The Congress is shell shocked, but has reacted again in a predictable fashion. There has been no stock taking, no attempt to evolve a strategy with just two years in hand before the Lok Sabha polls. Rahul Gandhi has left for the US, UP Congress leaders are now hedging their bets, and what passes for the central leadership has dissolved into fragments, with every individual leader giving his own analysis of the results. To the point where a Mani Shankar Aiyar is countered in the public space, with an article by another Congress leader and so on and so forth.

BJP President Amit Shah has declared that he will be now looking at the states where the BJP does not have seats. And this of course includes Kerala, Tripura, Tamil Nadu etc. Not to mention states like Karnataka where the BJP is snapping at the heels of the Congress party in a concerted bid to win the next Assembly elections.
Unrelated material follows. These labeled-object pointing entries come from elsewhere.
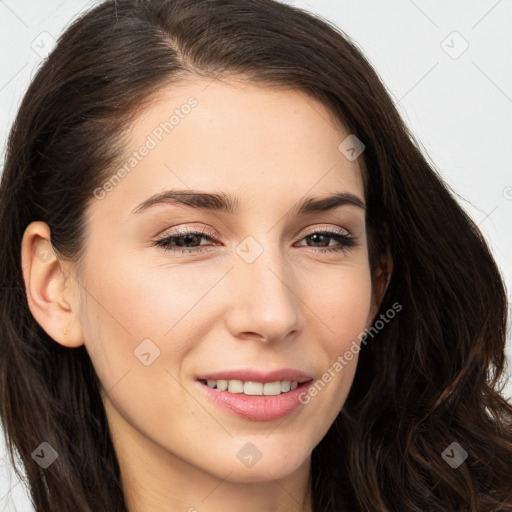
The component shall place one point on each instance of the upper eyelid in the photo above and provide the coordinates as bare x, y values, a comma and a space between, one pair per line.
210, 234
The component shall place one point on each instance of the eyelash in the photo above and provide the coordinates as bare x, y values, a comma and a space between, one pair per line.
347, 241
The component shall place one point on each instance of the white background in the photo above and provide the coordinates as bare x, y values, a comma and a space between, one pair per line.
457, 103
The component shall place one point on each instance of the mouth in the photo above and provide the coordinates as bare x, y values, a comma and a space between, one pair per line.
253, 388
255, 400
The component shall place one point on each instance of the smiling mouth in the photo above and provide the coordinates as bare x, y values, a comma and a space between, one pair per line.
253, 388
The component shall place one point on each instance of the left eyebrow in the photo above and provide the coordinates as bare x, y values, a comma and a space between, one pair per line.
222, 202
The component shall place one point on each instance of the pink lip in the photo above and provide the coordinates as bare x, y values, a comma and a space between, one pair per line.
256, 408
250, 374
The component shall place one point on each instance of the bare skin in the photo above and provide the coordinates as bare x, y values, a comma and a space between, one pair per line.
296, 305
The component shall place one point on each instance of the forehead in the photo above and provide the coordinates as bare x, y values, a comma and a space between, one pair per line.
263, 144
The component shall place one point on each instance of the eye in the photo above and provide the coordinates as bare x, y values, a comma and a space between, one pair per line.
344, 239
188, 241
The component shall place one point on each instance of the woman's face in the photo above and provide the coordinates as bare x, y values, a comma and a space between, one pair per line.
259, 287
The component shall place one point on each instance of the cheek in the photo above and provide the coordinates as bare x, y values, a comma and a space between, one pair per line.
342, 302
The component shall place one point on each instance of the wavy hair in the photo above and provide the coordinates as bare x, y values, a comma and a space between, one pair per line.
433, 376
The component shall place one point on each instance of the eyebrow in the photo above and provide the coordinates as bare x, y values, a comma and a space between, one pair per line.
221, 202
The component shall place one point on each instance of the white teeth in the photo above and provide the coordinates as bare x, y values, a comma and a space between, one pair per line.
253, 388
235, 386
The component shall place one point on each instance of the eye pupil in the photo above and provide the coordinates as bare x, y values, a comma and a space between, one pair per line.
314, 238
187, 239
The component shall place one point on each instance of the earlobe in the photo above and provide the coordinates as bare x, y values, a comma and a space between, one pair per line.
49, 287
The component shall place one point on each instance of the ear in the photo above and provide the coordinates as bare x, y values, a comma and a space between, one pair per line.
380, 282
52, 293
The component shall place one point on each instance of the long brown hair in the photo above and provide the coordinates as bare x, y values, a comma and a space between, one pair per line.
431, 377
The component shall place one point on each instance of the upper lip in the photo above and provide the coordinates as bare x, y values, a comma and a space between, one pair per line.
253, 375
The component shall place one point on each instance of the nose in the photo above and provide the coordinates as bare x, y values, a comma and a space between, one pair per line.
265, 302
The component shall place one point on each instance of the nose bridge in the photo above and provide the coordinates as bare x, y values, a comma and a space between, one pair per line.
265, 290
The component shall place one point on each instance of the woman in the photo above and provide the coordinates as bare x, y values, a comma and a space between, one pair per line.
337, 344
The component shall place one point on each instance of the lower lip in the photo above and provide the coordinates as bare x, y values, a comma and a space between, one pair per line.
255, 407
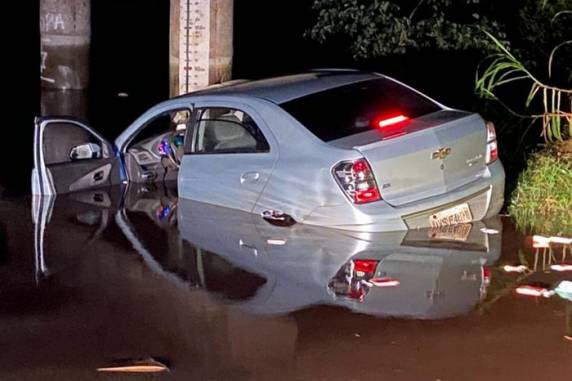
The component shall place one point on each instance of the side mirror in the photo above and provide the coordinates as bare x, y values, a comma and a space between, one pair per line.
86, 151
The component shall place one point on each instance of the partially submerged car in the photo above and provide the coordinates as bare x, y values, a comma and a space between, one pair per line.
338, 148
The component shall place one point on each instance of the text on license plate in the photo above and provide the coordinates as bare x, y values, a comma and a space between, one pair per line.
458, 214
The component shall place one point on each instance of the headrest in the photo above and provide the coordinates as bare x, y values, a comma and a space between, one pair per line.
228, 131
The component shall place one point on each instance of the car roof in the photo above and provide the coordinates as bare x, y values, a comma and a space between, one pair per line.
285, 88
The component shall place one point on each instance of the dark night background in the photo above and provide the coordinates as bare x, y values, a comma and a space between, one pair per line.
129, 53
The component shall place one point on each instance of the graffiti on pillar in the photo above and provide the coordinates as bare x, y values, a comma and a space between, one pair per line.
194, 45
52, 22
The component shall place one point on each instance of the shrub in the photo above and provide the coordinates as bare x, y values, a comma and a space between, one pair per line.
542, 201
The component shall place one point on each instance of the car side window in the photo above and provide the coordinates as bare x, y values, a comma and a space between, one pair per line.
224, 130
174, 121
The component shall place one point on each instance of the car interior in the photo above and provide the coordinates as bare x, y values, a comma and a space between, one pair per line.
155, 153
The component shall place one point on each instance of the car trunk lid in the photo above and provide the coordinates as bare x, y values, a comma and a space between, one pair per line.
423, 157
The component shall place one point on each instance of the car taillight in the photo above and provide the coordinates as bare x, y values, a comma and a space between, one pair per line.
492, 146
357, 181
364, 267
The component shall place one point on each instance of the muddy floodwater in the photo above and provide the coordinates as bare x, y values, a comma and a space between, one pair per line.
90, 279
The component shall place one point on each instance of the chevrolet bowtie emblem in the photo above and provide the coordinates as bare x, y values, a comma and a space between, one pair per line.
441, 153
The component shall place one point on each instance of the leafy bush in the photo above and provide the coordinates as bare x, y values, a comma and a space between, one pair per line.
379, 28
542, 201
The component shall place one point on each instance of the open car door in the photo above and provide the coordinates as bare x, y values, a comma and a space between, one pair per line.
69, 156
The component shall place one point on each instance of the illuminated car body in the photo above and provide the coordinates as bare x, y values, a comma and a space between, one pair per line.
343, 149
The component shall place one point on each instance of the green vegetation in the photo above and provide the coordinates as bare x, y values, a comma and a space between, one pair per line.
380, 28
556, 103
542, 201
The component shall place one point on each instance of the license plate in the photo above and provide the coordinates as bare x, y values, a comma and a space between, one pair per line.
457, 232
458, 214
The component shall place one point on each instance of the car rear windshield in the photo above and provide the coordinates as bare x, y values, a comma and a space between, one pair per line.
350, 109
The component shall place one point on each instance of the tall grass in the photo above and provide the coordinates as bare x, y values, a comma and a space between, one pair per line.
504, 68
542, 201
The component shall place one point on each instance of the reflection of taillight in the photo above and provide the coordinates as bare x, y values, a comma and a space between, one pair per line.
384, 282
487, 275
535, 291
492, 147
357, 181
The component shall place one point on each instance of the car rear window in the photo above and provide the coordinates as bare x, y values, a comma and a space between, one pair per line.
351, 109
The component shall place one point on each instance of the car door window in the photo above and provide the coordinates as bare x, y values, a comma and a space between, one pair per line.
224, 130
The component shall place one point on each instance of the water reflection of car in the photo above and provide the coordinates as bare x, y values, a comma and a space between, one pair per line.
339, 148
268, 269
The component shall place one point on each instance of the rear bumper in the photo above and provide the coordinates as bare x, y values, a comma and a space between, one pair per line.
485, 197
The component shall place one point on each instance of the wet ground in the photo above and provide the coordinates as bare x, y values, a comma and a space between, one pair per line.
91, 278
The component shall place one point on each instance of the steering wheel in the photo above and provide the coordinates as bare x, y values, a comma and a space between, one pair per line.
168, 148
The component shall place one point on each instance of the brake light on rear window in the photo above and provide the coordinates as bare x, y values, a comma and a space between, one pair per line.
357, 181
392, 120
492, 146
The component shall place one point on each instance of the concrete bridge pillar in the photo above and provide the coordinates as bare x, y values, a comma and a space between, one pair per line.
200, 44
65, 29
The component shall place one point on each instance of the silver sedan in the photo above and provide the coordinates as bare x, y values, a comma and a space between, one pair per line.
339, 148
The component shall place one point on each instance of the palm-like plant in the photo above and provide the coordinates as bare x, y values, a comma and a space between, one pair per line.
505, 68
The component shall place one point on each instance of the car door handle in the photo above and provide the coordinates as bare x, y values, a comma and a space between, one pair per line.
249, 177
98, 176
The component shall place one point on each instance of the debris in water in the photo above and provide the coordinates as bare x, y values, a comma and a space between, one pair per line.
561, 267
135, 366
534, 291
514, 269
564, 290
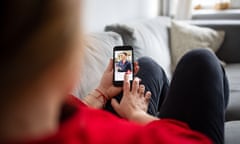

Congress and Opposition leaders spoken to offered and agreed to some extent on the following five measures that the Congress party needs to take almost immediately to save itself from the BJP:

1. Appoint a presidium of five (no more) working presidents, all of equal status divide India amongst them with a time frame of doables in each state; they should be advisors and implementers equal to any one from the so called First Family;

2. Appoint two dynamic young central leaders to revive a cadre based Sewa Dal and Youth Congress focusing on the Hindi states to begin with;

3. Use the Presidium and others to revive the Congress in UP, Madhya Pradesh, Chhatisgarh, Bihar, Jharkhand as a first go by forming cohesive organisations, party state presidents who are dynamic and young etc.

4. Focus also on the states going in for elections, starting with Gujarat and revamping the party leadership and Karnakata where the Congress in power is losing ground rapidly;

5. Connect with students and the new young leadership across the country.